Let $A$ be a random $n\times n$ real matrix that satisfies the following rules:
- All entries $A_{ij}$ are standard Gaussians, with mean $0$ and variance $1$. Furthermore, they are jointly normally distributed.
- The matrix is symmetric, that is $A_{ij} = A_{ji}$.
- Any two entries on the diagonal, $A_{ii}$ and $A_{jj}$ (where $i \ne j$), are correlated, and their covariance is positive and constant (that is, the same for any pair $i, j$).
- Any two entries in the matrix that weren't covered by the previous two rules are uncorrelated.
Since they are jointly normal, the above rules describe the distribution of $A$ completely (am I correct?).
My question concerns the distribution of the determinant, $\det A$: I need to prove it has a bounded density near $0$. That is, for all small enough $\epsilon>0$, $$\mathbb{P}\left\{|\det A| \le \epsilon\right\} \le M\epsilon$$ for some constant $M$.
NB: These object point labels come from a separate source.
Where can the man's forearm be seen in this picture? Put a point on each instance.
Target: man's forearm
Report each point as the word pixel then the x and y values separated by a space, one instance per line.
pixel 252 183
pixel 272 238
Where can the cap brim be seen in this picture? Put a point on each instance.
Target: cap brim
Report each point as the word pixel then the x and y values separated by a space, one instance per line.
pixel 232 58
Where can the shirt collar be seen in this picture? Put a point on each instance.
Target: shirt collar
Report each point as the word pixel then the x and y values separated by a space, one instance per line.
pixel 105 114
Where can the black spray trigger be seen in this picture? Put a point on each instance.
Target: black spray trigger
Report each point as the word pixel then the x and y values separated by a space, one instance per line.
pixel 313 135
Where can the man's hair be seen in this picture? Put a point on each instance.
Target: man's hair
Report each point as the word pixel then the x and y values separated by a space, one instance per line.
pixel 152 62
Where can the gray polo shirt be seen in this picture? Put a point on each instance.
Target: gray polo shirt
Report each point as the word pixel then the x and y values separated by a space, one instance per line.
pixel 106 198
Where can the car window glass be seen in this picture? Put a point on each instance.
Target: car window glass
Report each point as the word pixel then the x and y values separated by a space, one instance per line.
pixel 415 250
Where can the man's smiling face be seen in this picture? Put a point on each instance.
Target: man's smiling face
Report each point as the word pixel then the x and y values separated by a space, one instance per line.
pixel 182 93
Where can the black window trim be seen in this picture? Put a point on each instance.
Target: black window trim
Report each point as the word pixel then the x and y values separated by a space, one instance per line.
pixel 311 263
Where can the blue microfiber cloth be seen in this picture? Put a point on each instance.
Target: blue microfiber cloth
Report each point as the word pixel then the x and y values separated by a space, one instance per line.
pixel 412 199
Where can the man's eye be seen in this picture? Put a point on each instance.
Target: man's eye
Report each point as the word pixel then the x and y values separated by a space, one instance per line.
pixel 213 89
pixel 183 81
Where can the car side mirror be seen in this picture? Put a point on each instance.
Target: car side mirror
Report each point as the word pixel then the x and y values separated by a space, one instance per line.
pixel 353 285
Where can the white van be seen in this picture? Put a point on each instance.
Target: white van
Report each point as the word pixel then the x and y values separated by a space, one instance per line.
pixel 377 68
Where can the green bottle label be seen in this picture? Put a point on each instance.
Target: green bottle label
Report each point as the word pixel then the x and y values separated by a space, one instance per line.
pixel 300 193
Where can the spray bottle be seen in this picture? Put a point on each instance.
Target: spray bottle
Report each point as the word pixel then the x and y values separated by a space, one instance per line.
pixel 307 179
(For example, if $n=2$ and $A = \left(\begin{smallmatrix}X&X\\X&X\end{smallmatrix}\right)$ where $X$ is a standard Gaussian then this would be false. But this example violates the 4th rule.)
Any help will be appreciated!
Ok, spectral techniques work, even if they produce a huge constant $M$. Consider the matrix $B$ in which $b_{ii}=1, b_{ij}=\operatorname{sign}(a_{ii})\cdot\frac{a_{ij}}{a_{ii}}$. The off-diagonal entries are Cauchy distributed, hence, by the Gershgorin theorem: $$\mathbb{P}\left[|\det B|\geq \left(1-\frac{n-1}{\lambda n}\right)^n\right]\geq \left(\frac{1}{\pi\lambda n}\right)^{(n^2-n)}$$ since the $RHS$ is a lower bound for the probability that all the off-diagonal entries have an absolute value below $\frac{1}{\lambda n}$. By choosing $\lambda$ roughly the size of $n$, we have that: $$ \mathbb{P}\left[|\det B|\geq \frac{1}{e}\right]\geq\left(\frac{C}{n^2}\right)^{n^2}.$$ Now we just have to deal with the distribution of $D=\prod_{i=1}^{n}a_{ii}$. It happens that the product of two indipendent normal distribution has a density function that bursts in zero like $-\log|u|$, while the density of $|X|^m$, with $X\sim N(0,1)$, bursts in zero like $|u|^{1/m-1}$. Despite ugliness, this two facts gives, by interpolation, that the density of $D$ belongs to $L^1$, so the trivial inequality: $$\mathbb{P}[|\det A|\geq \varepsilon]\geq \mathbb{P}[|D|\geq e\varepsilon]\cdot\mathbb{P}[|\det B|\geq 1/e]$$ proves your claim with a gargantuan constant $M$, depending only on $n$.